Tuesday, June 14, 2011

This Is Islam: Police in Pakistan Torture Sister of Christian Who Eloped


Sheikhupura police this month tortured a young Christian woman into revealing the whereabouts of the legal team helping her family after an influential Muslim family kidnapped her and her sister, sources said.

Police also helped the Muslim family beat relatives of the Christian woman on court premises and attacked the offices of the organization trying to help her family, they said.

The Community Development Initiative (CDI) was providing legal assistance to the family of Sajid Ashraf Masih, whose elopement with a young woman from the Gujjar family in Sheikhupura last month led the influential Muslims to kidnap Masih’s sisters, said Asif Aqeel, executive director of CDI. Gujjar family members kidnapped Rakhel Ashraf, in her early 20s, on May 13; they released her on May 17 but forcibly took her 17-year-old sister Maryam Ashraf that day.

CDI, an affiliate of the European Centre for Law and Justice, helped the family negotiate the release of the two Christian sisters and also made efforts for the return of the runaway couple in order to avert religious conflict in Ghazi Minara village, outside Sheikhupura in Punjab Province. Aqeel and others feared inter-religious tensions would put the lives of some 70 Christian families of the area in jeopardy.

He said the Gujjars had filed a case with Sheikhupura police of abduction of their daughter, Saleha, naming Rakhel Ashraf and three others, as a pressure tactic for the recovery of Saleha. Aqeel said none of those named in the case knew the whereabouts of the couple.

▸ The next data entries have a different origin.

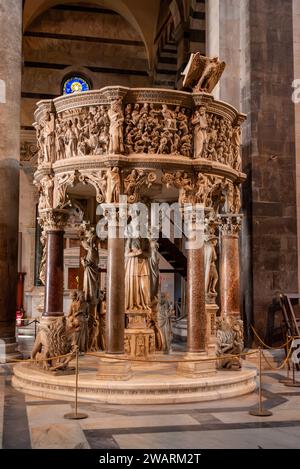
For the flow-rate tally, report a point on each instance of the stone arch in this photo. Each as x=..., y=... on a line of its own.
x=142, y=19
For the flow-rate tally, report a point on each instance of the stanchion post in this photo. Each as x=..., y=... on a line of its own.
x=75, y=415
x=292, y=383
x=260, y=412
x=287, y=379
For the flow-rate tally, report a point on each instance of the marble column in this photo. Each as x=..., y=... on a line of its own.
x=10, y=97
x=54, y=223
x=196, y=320
x=230, y=267
x=115, y=306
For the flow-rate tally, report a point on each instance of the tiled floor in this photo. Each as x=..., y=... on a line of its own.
x=30, y=422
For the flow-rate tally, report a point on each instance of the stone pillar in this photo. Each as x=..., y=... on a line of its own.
x=115, y=306
x=54, y=222
x=230, y=267
x=196, y=363
x=10, y=96
x=196, y=320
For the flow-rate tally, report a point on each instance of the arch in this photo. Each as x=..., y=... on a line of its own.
x=142, y=18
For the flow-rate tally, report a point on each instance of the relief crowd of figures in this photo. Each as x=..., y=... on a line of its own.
x=138, y=128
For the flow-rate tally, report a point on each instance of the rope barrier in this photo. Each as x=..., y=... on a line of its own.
x=195, y=360
x=30, y=360
x=282, y=364
x=268, y=346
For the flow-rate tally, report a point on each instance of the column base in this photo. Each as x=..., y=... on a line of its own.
x=196, y=369
x=114, y=370
x=9, y=350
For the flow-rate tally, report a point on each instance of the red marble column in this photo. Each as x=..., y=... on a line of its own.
x=54, y=221
x=230, y=266
x=115, y=306
x=54, y=287
x=10, y=99
x=196, y=320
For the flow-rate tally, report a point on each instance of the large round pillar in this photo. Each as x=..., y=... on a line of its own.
x=54, y=287
x=196, y=320
x=230, y=266
x=54, y=222
x=115, y=307
x=10, y=96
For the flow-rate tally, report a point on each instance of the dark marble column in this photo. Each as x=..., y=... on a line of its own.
x=196, y=320
x=230, y=267
x=115, y=309
x=10, y=97
x=54, y=288
x=54, y=222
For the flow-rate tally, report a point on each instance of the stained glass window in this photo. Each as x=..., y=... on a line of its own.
x=75, y=84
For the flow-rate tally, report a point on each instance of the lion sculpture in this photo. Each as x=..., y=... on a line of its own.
x=53, y=341
x=230, y=341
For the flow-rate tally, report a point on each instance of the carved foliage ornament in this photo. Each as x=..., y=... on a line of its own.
x=206, y=189
x=135, y=180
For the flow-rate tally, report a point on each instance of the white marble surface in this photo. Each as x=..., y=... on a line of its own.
x=156, y=420
x=250, y=438
x=2, y=383
x=49, y=429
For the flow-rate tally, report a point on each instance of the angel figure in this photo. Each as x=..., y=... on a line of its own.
x=202, y=73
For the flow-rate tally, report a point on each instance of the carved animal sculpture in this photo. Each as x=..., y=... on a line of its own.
x=230, y=340
x=54, y=340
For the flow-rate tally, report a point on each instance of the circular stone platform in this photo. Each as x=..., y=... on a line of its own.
x=154, y=383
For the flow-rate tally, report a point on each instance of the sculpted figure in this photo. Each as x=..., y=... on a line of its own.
x=211, y=272
x=164, y=322
x=169, y=118
x=140, y=346
x=94, y=329
x=137, y=277
x=113, y=182
x=202, y=73
x=48, y=137
x=230, y=340
x=79, y=315
x=116, y=118
x=47, y=185
x=71, y=141
x=199, y=122
x=236, y=199
x=236, y=146
x=42, y=274
x=53, y=340
x=90, y=263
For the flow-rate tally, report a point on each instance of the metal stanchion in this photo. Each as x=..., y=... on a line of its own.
x=75, y=415
x=292, y=383
x=260, y=412
x=287, y=379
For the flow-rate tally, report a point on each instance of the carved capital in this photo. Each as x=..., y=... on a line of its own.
x=230, y=224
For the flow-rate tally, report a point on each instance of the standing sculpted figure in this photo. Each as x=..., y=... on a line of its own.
x=211, y=272
x=236, y=147
x=113, y=183
x=200, y=124
x=116, y=118
x=48, y=137
x=137, y=277
x=90, y=263
x=79, y=315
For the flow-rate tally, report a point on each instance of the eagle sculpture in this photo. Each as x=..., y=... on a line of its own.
x=202, y=73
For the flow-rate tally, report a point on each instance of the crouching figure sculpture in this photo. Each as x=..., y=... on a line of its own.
x=54, y=345
x=230, y=341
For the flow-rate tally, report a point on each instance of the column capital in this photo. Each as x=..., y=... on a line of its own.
x=53, y=219
x=230, y=224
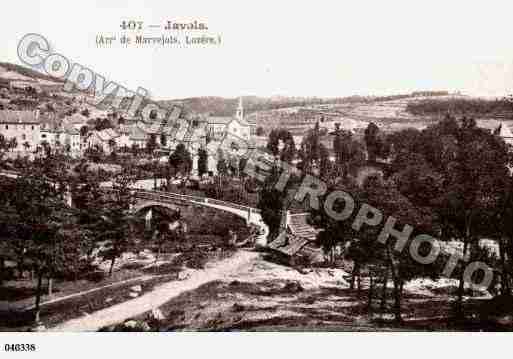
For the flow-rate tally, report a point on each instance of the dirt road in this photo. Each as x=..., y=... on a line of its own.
x=163, y=293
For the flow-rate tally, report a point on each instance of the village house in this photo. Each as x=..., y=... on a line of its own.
x=218, y=127
x=105, y=140
x=24, y=126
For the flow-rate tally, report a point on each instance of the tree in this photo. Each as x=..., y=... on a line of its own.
x=181, y=160
x=281, y=144
x=84, y=130
x=310, y=151
x=151, y=143
x=372, y=141
x=13, y=143
x=119, y=220
x=163, y=140
x=349, y=153
x=202, y=162
x=37, y=219
x=222, y=167
x=112, y=144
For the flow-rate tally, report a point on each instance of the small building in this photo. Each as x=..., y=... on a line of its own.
x=23, y=126
x=219, y=126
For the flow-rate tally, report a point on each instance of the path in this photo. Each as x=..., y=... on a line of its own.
x=160, y=295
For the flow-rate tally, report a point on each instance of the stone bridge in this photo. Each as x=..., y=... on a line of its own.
x=145, y=199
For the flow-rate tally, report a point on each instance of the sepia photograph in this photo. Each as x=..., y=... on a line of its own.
x=294, y=168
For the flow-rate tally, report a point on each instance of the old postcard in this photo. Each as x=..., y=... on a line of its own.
x=255, y=166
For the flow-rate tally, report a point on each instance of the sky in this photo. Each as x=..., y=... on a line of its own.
x=289, y=48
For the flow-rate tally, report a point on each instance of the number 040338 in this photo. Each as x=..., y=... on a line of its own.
x=20, y=347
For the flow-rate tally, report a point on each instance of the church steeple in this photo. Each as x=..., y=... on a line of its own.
x=240, y=110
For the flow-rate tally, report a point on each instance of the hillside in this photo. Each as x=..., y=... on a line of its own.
x=25, y=71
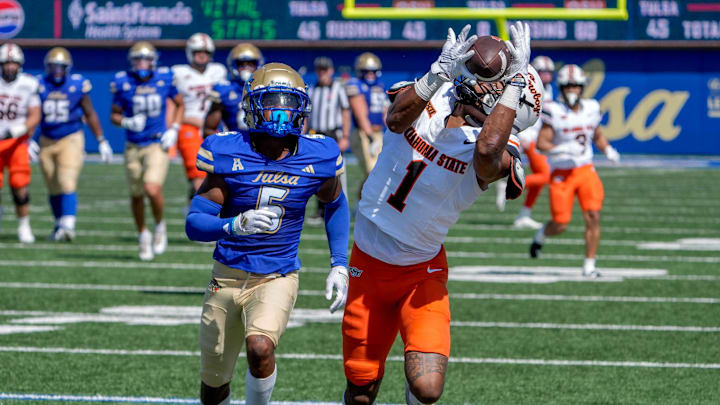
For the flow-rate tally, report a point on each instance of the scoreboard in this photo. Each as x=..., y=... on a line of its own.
x=313, y=20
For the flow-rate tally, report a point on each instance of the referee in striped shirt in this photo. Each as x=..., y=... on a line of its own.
x=330, y=114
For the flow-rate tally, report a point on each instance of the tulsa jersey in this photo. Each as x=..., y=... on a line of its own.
x=195, y=86
x=283, y=186
x=571, y=126
x=229, y=94
x=423, y=179
x=375, y=98
x=148, y=98
x=15, y=99
x=61, y=105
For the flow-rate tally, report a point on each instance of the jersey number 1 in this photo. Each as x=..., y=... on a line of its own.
x=397, y=199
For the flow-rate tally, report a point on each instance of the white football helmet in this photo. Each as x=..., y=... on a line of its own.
x=531, y=99
x=543, y=63
x=570, y=75
x=196, y=43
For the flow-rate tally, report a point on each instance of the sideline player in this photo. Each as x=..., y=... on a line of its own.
x=65, y=101
x=252, y=203
x=140, y=98
x=369, y=104
x=19, y=116
x=568, y=129
x=540, y=176
x=195, y=81
x=226, y=96
x=435, y=162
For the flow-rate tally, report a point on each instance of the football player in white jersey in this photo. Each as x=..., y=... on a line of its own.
x=435, y=161
x=540, y=176
x=19, y=116
x=195, y=81
x=569, y=128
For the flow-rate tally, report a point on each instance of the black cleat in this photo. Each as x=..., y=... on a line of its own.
x=535, y=250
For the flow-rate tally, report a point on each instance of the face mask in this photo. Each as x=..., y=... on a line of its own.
x=571, y=98
x=245, y=75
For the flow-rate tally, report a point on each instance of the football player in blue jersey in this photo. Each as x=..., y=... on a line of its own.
x=252, y=203
x=139, y=105
x=65, y=101
x=369, y=104
x=226, y=96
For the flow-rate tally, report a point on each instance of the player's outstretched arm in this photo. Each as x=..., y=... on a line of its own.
x=337, y=227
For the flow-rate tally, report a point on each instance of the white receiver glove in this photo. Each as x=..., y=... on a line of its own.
x=169, y=137
x=519, y=49
x=337, y=280
x=251, y=222
x=105, y=150
x=136, y=123
x=612, y=154
x=33, y=151
x=449, y=65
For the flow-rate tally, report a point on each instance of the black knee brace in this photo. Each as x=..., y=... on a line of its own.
x=20, y=200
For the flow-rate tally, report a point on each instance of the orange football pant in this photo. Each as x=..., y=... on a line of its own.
x=582, y=181
x=14, y=155
x=539, y=177
x=384, y=299
x=189, y=141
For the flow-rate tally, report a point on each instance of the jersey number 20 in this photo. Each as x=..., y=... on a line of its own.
x=267, y=196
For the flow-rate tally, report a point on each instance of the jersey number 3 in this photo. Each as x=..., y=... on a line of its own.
x=414, y=169
x=266, y=198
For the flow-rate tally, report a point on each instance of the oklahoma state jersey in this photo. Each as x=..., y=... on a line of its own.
x=195, y=86
x=571, y=126
x=15, y=98
x=423, y=179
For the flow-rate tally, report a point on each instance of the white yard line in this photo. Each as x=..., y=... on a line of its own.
x=132, y=400
x=338, y=357
x=469, y=296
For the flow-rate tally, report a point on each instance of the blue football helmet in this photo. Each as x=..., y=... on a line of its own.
x=275, y=101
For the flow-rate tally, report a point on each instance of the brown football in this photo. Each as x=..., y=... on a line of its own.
x=490, y=60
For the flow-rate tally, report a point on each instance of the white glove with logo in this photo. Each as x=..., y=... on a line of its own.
x=612, y=154
x=136, y=123
x=169, y=137
x=33, y=151
x=449, y=65
x=105, y=150
x=337, y=280
x=251, y=222
x=519, y=49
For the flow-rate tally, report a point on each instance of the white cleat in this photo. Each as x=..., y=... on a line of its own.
x=25, y=234
x=145, y=242
x=526, y=223
x=500, y=198
x=160, y=238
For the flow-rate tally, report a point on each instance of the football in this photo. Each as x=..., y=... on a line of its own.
x=490, y=60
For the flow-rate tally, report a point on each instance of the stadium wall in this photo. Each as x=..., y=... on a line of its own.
x=656, y=101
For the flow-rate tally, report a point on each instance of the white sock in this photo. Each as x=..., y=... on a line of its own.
x=589, y=265
x=410, y=398
x=67, y=221
x=226, y=401
x=259, y=390
x=540, y=235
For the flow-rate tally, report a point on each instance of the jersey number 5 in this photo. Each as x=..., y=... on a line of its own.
x=414, y=169
x=266, y=197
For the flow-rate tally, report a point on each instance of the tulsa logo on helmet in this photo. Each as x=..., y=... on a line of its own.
x=12, y=18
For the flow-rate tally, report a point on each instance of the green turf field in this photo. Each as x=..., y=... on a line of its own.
x=89, y=319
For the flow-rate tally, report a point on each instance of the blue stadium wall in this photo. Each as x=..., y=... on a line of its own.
x=655, y=101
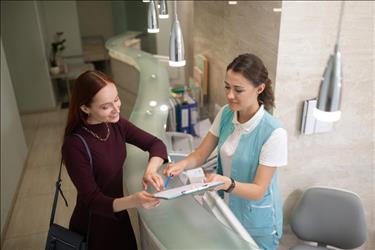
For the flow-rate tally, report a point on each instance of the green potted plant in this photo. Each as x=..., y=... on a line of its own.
x=57, y=48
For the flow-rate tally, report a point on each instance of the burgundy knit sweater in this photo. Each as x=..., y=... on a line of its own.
x=95, y=194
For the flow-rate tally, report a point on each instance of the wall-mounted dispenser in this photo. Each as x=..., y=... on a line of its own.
x=310, y=125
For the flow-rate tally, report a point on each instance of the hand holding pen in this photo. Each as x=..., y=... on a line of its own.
x=174, y=168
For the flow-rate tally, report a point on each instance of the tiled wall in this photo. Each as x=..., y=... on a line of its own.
x=343, y=158
x=223, y=31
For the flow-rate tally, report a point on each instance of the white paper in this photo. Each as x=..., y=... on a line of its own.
x=186, y=189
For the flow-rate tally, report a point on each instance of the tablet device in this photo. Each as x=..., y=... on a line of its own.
x=186, y=189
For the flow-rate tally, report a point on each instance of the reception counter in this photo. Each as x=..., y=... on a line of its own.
x=176, y=224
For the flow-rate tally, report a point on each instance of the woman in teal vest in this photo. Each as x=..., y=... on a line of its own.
x=251, y=146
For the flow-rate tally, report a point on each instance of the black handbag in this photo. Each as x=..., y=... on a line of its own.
x=61, y=238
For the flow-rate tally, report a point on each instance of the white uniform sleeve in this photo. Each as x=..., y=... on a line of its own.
x=215, y=127
x=274, y=152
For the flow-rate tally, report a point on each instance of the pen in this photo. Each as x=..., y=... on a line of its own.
x=167, y=181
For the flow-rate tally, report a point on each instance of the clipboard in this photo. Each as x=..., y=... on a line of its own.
x=192, y=188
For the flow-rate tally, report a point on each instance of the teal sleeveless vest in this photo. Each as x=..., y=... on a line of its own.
x=259, y=217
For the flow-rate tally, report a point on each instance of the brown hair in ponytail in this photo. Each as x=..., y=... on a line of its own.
x=252, y=68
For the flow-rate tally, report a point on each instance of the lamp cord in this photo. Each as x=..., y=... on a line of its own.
x=175, y=9
x=339, y=25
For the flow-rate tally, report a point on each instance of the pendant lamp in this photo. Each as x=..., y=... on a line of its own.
x=163, y=11
x=176, y=43
x=152, y=18
x=329, y=97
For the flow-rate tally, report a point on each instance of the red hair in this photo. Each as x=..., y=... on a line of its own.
x=85, y=88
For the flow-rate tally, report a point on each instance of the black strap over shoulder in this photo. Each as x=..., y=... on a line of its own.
x=58, y=182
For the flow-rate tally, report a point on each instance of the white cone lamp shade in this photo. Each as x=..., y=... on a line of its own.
x=176, y=46
x=152, y=18
x=163, y=11
x=329, y=98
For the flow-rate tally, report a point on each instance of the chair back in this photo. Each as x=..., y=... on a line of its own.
x=330, y=216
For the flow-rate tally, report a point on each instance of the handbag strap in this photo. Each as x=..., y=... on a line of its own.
x=58, y=182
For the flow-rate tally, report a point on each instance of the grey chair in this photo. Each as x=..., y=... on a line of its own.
x=329, y=217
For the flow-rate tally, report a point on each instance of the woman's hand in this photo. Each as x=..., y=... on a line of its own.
x=216, y=177
x=153, y=178
x=174, y=169
x=144, y=199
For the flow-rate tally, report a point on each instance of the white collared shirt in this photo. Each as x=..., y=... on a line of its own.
x=274, y=151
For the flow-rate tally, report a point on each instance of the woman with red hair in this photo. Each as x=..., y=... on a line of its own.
x=101, y=207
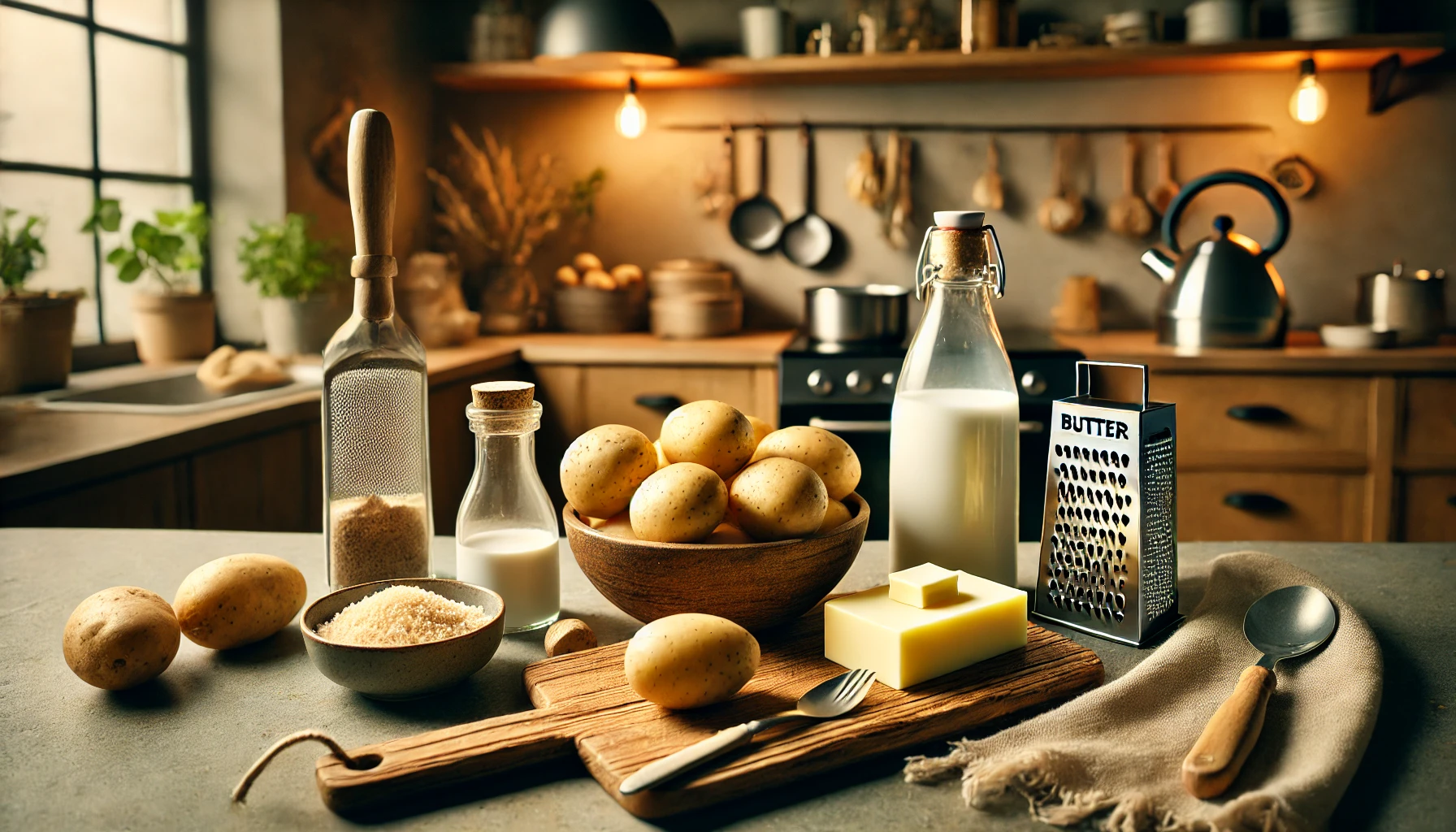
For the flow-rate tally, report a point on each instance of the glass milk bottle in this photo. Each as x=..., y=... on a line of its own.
x=376, y=437
x=505, y=534
x=952, y=430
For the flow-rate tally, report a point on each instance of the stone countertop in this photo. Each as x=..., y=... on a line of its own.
x=41, y=451
x=167, y=755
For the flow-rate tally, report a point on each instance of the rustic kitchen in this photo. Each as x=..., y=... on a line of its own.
x=727, y=414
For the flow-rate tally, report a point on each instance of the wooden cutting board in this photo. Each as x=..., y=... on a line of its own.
x=586, y=708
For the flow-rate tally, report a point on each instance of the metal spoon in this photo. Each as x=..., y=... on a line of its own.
x=832, y=698
x=1283, y=624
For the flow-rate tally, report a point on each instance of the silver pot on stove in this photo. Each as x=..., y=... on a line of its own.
x=856, y=314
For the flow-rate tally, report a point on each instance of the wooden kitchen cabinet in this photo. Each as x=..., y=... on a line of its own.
x=1270, y=506
x=1303, y=442
x=1428, y=507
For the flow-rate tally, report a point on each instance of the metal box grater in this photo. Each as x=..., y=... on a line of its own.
x=1108, y=536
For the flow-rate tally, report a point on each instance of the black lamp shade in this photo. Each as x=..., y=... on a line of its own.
x=606, y=34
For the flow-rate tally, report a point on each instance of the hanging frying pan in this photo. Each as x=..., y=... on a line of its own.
x=808, y=240
x=756, y=223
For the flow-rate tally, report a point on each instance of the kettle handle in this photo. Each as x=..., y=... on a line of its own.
x=1229, y=178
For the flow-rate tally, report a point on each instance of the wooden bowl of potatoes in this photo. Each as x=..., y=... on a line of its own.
x=721, y=514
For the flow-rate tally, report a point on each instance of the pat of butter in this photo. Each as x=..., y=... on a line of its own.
x=924, y=586
x=906, y=644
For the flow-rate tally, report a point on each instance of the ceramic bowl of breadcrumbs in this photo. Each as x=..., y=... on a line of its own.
x=404, y=639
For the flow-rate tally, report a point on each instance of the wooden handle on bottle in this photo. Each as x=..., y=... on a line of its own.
x=371, y=194
x=1229, y=736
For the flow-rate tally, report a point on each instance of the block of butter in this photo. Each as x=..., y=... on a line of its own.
x=908, y=644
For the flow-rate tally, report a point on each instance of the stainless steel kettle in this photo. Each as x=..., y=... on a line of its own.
x=1222, y=292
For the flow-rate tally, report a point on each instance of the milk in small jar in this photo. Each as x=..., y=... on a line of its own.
x=952, y=437
x=505, y=532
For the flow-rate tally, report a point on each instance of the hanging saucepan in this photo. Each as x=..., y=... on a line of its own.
x=808, y=240
x=756, y=223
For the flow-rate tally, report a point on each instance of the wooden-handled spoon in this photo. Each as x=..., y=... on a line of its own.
x=1283, y=624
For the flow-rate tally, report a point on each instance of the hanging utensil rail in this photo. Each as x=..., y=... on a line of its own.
x=951, y=127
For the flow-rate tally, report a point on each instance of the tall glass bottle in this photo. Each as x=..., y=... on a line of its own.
x=952, y=429
x=376, y=459
x=505, y=532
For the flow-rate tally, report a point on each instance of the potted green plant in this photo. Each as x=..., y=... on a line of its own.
x=294, y=275
x=35, y=327
x=175, y=324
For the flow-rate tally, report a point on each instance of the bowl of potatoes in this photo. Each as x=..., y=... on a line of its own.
x=722, y=514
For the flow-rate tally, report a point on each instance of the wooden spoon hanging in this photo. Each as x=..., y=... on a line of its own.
x=987, y=191
x=1064, y=210
x=1129, y=214
x=1162, y=194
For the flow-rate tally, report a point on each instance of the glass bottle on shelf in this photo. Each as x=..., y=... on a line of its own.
x=505, y=532
x=376, y=461
x=954, y=422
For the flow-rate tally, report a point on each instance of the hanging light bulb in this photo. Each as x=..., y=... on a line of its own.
x=1309, y=101
x=630, y=117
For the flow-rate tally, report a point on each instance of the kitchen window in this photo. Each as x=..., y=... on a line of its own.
x=101, y=98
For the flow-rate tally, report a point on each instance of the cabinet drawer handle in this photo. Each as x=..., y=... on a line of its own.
x=1257, y=413
x=1255, y=501
x=658, y=401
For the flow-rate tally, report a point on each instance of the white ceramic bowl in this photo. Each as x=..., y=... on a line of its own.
x=411, y=670
x=1354, y=337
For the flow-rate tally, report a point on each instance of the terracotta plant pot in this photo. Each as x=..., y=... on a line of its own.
x=301, y=327
x=174, y=327
x=35, y=341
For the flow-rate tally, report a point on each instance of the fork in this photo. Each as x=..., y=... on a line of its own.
x=827, y=700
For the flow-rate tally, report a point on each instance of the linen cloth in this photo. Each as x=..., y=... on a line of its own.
x=1112, y=756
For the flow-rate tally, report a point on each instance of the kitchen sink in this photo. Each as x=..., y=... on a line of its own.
x=174, y=392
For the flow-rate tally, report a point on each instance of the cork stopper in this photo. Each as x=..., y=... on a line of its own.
x=503, y=395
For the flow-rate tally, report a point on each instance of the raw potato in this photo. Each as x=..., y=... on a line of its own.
x=691, y=661
x=830, y=457
x=760, y=429
x=604, y=466
x=834, y=516
x=682, y=503
x=616, y=526
x=727, y=535
x=626, y=275
x=121, y=637
x=709, y=433
x=239, y=599
x=597, y=279
x=568, y=635
x=777, y=499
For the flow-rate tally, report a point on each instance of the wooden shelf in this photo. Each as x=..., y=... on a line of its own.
x=1358, y=53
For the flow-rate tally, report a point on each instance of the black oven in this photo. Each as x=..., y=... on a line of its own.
x=851, y=389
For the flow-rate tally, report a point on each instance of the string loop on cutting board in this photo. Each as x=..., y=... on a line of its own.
x=363, y=761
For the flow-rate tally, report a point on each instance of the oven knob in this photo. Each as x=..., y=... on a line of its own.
x=862, y=384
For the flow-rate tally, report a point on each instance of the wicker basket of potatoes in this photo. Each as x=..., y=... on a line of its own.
x=721, y=514
x=593, y=299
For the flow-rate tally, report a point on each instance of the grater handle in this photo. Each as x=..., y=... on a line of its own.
x=1085, y=376
x=1226, y=740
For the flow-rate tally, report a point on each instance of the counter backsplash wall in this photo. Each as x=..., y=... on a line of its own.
x=1386, y=184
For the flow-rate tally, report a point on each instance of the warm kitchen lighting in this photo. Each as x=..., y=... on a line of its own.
x=1309, y=101
x=630, y=117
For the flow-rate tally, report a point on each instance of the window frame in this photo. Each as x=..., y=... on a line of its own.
x=193, y=50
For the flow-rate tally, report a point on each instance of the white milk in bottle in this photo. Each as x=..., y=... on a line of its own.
x=952, y=437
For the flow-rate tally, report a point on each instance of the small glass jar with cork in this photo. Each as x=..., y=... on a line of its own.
x=505, y=532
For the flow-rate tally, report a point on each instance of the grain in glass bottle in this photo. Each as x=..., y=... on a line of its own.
x=376, y=464
x=505, y=532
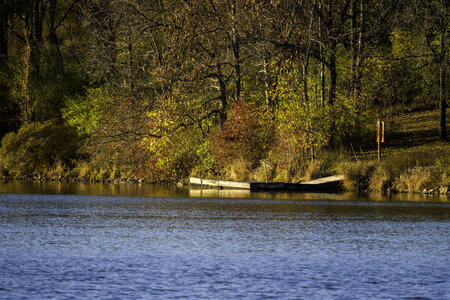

“CDI does not support any Christian who elopes with a Muslim girl at the cost of communal strife, but in this case we were only representing Rakhel and her cousin Inderyas Masih, who had been falsely implicated by the Gujjars,” said Aqeel.

He said CDI managed to find the eloped couple, who had contracted a marriage by then, and convinced them to return to Lahore in order to help resolve the inter-religious tensions.

“The Gujjars are a very influential family of the area, and they had been threatening a repeat of the Gojra carnage if their girl was not returned to them,” Aqeel said. “This was a serious situation for the Christian family and the other Christians of the area.”

At least seven Christians were burned alive by Muslim mobs in Gojra after the spread of a rumor of blaspheming Islam on Aug. 1, 2009.

Aqeel added that Saleha’s written statement before a judge of the Lahore District Court was critical in the acquittal of Rakhel Ashraf and Inderyas Masih.

“It was important that she make a statement before the court that she had eloped with Rakhel’s brother Sajid and was not abducted as alleged in the Gujjars’ First Information Re-port,” he said.